As a result of this, not only phone numbers and addresses are stored in the mobile

Page 2: Security and Privacy Enhancement Framework for Mobile Devices using Active Authentication

International Journal of Trend in Scientific Research and Development (IJTSRD) ISSN: 2456-6470

@ IJTSRD | Available Online @ www.ijtsrd.com | Volume – 2 | Issue – 3 | Mar-Apr 2018 Page: 1197

device but also financial information and business details which definitely should be kept private. “Unobtrusive User-Authentication on Mobile Phones using Biometric Gait Recognition”.Mohammad O. Derawi , Claudia Nickel , Patrick Bours and Christoph Busch.In Proc. IEEE 6th Int. Conf. IIH-MSP, 2010.

III. PROPOSED SYSTEM

In this paper we have proposed the restriction system for application, there is the application blocking that is internal and external application want to block through the admin panel the particular application connectivity The Administrator has set the privileges

to access the persons. The person has no permission to access the restriction apps. She/he cannot access the restriction application, and the menu options with the message passing system into admin panel , the user want to use restriction application for emergency purpose incase user can pass the message into the admin panel , if it’s the valid reason then the administrator can allow to use application for that user. There is extra propose in this, such that the alarm notify the system to remind if the user forget to logout the application. When the person login the application it will be shown in the admin and can restrict. There are also logout options in case if the user logout then the person device cannot control.

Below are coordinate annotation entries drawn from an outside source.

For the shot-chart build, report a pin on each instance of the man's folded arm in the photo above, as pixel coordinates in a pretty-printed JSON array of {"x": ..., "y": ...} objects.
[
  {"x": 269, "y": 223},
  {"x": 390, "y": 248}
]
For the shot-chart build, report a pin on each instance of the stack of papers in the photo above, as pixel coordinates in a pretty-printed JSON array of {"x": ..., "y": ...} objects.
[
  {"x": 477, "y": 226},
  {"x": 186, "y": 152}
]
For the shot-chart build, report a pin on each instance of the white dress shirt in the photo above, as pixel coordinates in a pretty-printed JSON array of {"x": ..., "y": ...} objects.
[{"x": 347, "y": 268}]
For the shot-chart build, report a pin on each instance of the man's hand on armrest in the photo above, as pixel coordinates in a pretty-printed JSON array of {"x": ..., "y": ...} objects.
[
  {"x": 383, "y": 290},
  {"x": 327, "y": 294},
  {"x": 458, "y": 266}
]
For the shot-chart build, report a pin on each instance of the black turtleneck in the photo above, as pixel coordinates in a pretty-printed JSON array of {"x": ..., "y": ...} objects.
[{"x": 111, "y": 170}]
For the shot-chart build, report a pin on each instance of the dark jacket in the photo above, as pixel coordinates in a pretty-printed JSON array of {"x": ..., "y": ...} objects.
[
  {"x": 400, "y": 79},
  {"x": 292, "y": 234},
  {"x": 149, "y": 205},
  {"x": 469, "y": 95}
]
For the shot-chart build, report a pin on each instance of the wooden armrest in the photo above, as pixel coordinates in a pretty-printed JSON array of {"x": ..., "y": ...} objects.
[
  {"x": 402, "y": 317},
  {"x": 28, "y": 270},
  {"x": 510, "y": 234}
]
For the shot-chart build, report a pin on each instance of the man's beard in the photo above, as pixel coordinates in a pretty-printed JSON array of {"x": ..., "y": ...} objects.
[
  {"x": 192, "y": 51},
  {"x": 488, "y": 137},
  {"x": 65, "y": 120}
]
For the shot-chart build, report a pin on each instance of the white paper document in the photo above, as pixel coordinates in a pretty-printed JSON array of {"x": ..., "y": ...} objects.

Fig.2 Block diagram of ARS

A. Admin panel creation:

Develop the admin panel using the localhost (wampserver & myphpadmin) and create the default login account for all the application user along with restriction menus.

B. Policy Manager:

The admin can control the android application only if the terms and conditions (policy) are accepted by the android user.

C. Authentication:

The authentication process will be done between the mobile device & admin panel in the login account if and only if login is successful and gets the user permission to access the admin panel.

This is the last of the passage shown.